‘Respect your elders’ is a phrase often repeated to children and that you are likely to have heard many times yourself. But what does it mean and why is it so important for younger generations to give respect to older people?
In this piece, Lottie delves into the reasons that society should hold its seniors in high esteem, as well as advising on small things that individuals can do to respect seniors.
Despite being a large and growing group in the UK, the elderly are often overlooked. It is common for the views of older people to be dismissed or not considered, with their age being used as reason to do so.
This is ageism - a form of discrimination in which the capabilities of people are assumed to be poor because of their age. Any form of discrimination is wrong and should be fought against.
This means respecting your elders is a vital part of ending prejudice in the UK, so that people of all backgrounds have access to the same rights and opportunities.
Polarisation has become a much used term in conversations about politics and society. Two groups often pitted against one another are the young and old.
Younger people are told their elders have backwards views, while older folks are told their juniors are naive. Recognising these as stereotypes and reaching out is the way to combat this division.
Taking time to speak with those older than you and enjoy their company can help you to see they aren’t so different from you.
Not only may older people share similar concerns about life, they are also likely to have more life experiences and wisdom to share on problems.
Older people’s advanced age means they have faced many of life’s challenges already and will have useful information to share from their experiences.
Start a meaningful conversation with an older relative or neighbour and you are likely to find they have advice on life worth listening to.
The ability of senior citizens to teach those younger than them is not limited to life problems.
Years of experience mean older people possess a vast wealth of knowledge to pass on, particularly around history and skills.
Take time to listen to the elderly and you’ll often be surprised by the unusual stories that you’ll hear about the past. It’s a vital part of remembering history and respecting the experience of older generations.
Next time your grandparents start talking about ‘back in the day’, listen in they may have some valuable life advice to share!
Research has proven the benefits of cross-generational interaction, particularly between children and the elderly.
A report from Stanford showed that younger people benefit from strong relationships with their seniors, gaining advice from a group that generally has the experience and time to nurture them.
Meanwhile, older people are nourished by the emotional connection that they form with their juniors.
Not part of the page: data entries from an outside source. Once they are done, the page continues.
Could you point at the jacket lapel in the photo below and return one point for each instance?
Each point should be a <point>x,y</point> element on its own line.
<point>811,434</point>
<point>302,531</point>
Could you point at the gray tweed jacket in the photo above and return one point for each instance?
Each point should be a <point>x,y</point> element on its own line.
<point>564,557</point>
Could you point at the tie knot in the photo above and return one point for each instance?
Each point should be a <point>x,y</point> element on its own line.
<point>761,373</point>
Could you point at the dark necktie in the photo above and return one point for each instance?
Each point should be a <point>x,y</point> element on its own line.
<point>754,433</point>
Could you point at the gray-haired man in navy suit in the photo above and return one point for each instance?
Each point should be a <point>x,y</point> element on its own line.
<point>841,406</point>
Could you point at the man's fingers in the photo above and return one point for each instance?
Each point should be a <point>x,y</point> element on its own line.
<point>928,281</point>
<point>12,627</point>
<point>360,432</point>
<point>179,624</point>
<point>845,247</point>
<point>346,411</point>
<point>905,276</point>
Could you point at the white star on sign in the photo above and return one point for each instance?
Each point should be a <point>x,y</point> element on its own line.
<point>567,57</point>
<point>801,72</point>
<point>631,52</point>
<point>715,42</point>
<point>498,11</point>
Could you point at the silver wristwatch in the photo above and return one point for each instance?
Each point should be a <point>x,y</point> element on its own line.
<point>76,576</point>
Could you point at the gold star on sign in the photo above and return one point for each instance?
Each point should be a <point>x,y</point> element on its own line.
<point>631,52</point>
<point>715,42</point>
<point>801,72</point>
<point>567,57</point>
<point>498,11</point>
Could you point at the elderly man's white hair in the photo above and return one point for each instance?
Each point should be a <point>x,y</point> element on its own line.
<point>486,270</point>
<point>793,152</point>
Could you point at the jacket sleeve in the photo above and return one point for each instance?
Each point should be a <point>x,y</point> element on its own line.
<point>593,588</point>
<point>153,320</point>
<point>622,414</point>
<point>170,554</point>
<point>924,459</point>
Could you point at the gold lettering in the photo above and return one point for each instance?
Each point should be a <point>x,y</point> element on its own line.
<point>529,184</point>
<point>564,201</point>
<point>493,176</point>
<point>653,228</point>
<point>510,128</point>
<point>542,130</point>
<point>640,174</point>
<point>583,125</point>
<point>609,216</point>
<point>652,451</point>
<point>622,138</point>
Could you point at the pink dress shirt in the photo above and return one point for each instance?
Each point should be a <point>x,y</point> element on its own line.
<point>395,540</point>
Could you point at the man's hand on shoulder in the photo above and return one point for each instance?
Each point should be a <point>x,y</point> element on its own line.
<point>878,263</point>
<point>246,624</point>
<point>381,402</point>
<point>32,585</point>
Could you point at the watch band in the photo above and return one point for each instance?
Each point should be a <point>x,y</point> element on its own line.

Taking the role of a mentor is rewarding and provides a sense of purpose.
Older people may have different capabilities to you and it is important to remember this.
Age sometimes impacts a person’s physical abilities, with joint pain or mobility issues becoming more likely as life progresses. This is not a reason to pity or patronise an elderly person but does mean that lending a helping hand is sometimes appropriate.
It may be giving up your seat on the bus or offering to carry someone’s shopping. These small gestures can be incredibly meaningful and make a big difference to their day.
Whether the person you help is in need or not, offering your service is a simple and kind way to appreciate the needs of different people.
Finally, you should show deference to your elders because they are the people who built the society you live in.
Just as society must contemplate the failings of history, it should celebrate the accomplishments of older generations. Although the world is not perfect, failing to recognise positive achievements in the past can cause people to feel hopeless about the state of the world.
Listening to and venerating the experiences of elderly relatives or friends will empower you in your own life. Be inspired by the successes of those around you.
So, how do you show respect to your elders? Simply not being rude is not enough to do this – you must be active in showing your regard for older people.
Easy ways to do this include:
Although showing respect may often mean offering assistance, it is important that you avoid these actions becoming demeaning. You must not automatically assume that an older person is in need of your help and should listen to them if they say they are not.
For example, when offering your seat on a bus or train, you must ask before standing up and should only move if they have agreed they would like to sit down. Continuing to attempt to offer your seat could lead to the other person feeling badgered and even offend them.
And that concludes Lottie’s guide to respecting your elders. Never forget what they have already done for you and what more they still might.